Reporting on the unthinkable: Ancient, multicultural roots of female genital mutilation

It's hard to imagine a topic that would be harder for journalists to write about than female genital mutilation (FGM).

In some parts of the world it is a procedure with deep cultural and even religious meaning. For others, it may be a way to keep young women attached to a tribe or a family structure that is truly patriarchal. Yet there are women who insist that it is an act that is totally necessary, if women are to be trusted, accepted and in any way empowered in certain cultures.

There is no question that there is a religious element to the FGM story, even though this rite "pre-dates both Christianity and Islam, and is commended in the core texts of neither faith," according to a disturbing, but fascinating, think piece at the website of The Media Project, the organization that supports GetReligion. 

The author of this reported essay is journalist and media-literacy pro Jenny Taylor, best known was the founder of Lapido Media in England.

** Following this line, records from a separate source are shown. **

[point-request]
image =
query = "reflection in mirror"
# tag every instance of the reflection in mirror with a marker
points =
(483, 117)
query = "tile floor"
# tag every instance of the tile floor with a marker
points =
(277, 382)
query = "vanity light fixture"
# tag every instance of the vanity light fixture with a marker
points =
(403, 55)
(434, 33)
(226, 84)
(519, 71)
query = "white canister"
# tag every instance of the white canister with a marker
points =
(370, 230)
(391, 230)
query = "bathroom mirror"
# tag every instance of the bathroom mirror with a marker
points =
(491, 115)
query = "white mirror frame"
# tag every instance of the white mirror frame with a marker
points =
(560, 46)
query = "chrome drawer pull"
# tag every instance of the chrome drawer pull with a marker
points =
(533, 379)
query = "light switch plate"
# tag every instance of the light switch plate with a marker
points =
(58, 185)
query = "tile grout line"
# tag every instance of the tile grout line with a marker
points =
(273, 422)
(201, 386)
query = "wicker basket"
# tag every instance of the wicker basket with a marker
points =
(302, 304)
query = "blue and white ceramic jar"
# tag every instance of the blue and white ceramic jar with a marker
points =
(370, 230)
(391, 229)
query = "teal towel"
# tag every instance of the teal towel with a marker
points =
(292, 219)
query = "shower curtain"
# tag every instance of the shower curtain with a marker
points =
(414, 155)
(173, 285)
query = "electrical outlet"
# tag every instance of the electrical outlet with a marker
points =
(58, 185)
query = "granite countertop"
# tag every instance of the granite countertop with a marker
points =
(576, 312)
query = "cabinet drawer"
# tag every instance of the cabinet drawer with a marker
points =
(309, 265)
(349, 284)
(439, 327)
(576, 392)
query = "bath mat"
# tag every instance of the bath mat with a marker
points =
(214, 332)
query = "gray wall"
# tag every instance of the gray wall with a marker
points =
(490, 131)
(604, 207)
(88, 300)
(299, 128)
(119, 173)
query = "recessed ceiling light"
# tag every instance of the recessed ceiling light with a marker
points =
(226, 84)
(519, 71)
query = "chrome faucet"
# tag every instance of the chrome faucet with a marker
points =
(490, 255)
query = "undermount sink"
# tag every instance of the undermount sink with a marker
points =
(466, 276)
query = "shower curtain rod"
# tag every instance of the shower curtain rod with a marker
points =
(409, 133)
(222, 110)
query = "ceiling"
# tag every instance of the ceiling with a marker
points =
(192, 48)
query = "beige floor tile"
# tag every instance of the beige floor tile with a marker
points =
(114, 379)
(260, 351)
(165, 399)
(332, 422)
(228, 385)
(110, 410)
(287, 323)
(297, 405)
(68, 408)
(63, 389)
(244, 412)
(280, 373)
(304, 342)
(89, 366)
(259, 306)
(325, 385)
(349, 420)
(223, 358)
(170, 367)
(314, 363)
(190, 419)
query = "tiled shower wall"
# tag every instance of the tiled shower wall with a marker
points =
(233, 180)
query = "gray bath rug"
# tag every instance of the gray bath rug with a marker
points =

How high are the stakes in this ongoing crisis? Taylor notes:

As many as one-third of girls in areas of Sudan where there are no antibiotics will die, according to another report. The complications range from haemorrhage to tetanus, blocked urethras and infertility.

A key figure in the essay is anti-FGM activist 55-year-old Ann-Marie Wilson, the founder of 28TooMany. The name is a reference to number of countries that had not banned this rite, at the time Wilson began her work.

How old is this ritual? This first paragraph contains a detail that I had never heard before:

Wilson, a doctor of psychology and a midwife who trained in Pakistan, recently completed a paper on the origins of FGM, claiming that the mummies in the British Museum show clear signs of FGM.
"The Sudanese blame the Egyptians; the Egyptians blame the Sudanese," she says wryly, adding that what was clear was that it was a black on black slave practice, which Muslims then carried around the rest of the ummah.
It is certainly most prevalent among Muslim communities in Africa, although Yusuf al-Qaradawi, an Egyptian religious scholar based in Qatar says it is not obligatory. He has ruled that it is allowed on the basis of ‘hadith’ or sayings of the Prophet, nonetheless, and says ... "whoever finds it serving the interest of his daughters should do it, and I personally support this under the current circumstances in the modern world."
Christians also practice it where Christianity is just "an overlay of traditional religion," according to sources in Sierra Leone, where 89.6 per cent of all women have been "cut."

  One more stunning fact:

... The West is slow to tackle [FGM] for fear of being accused of racism. Not one single prosecution against it in UK has succeeded, despite a new law in 1985, updated in 2003.
Ann-Marie has two thousand supporters praying for her and her work. That’s because, as Bowenson Phillips puts it, unless the spiritual warfare dimension is understood, nothing will change. "The root of the problem is beyond just the physical; the root is spiritual and religious and that can only be approached in love." 

Read it all. Reporters and editors will want to file the information and the sources, for future reporting projects on this issue.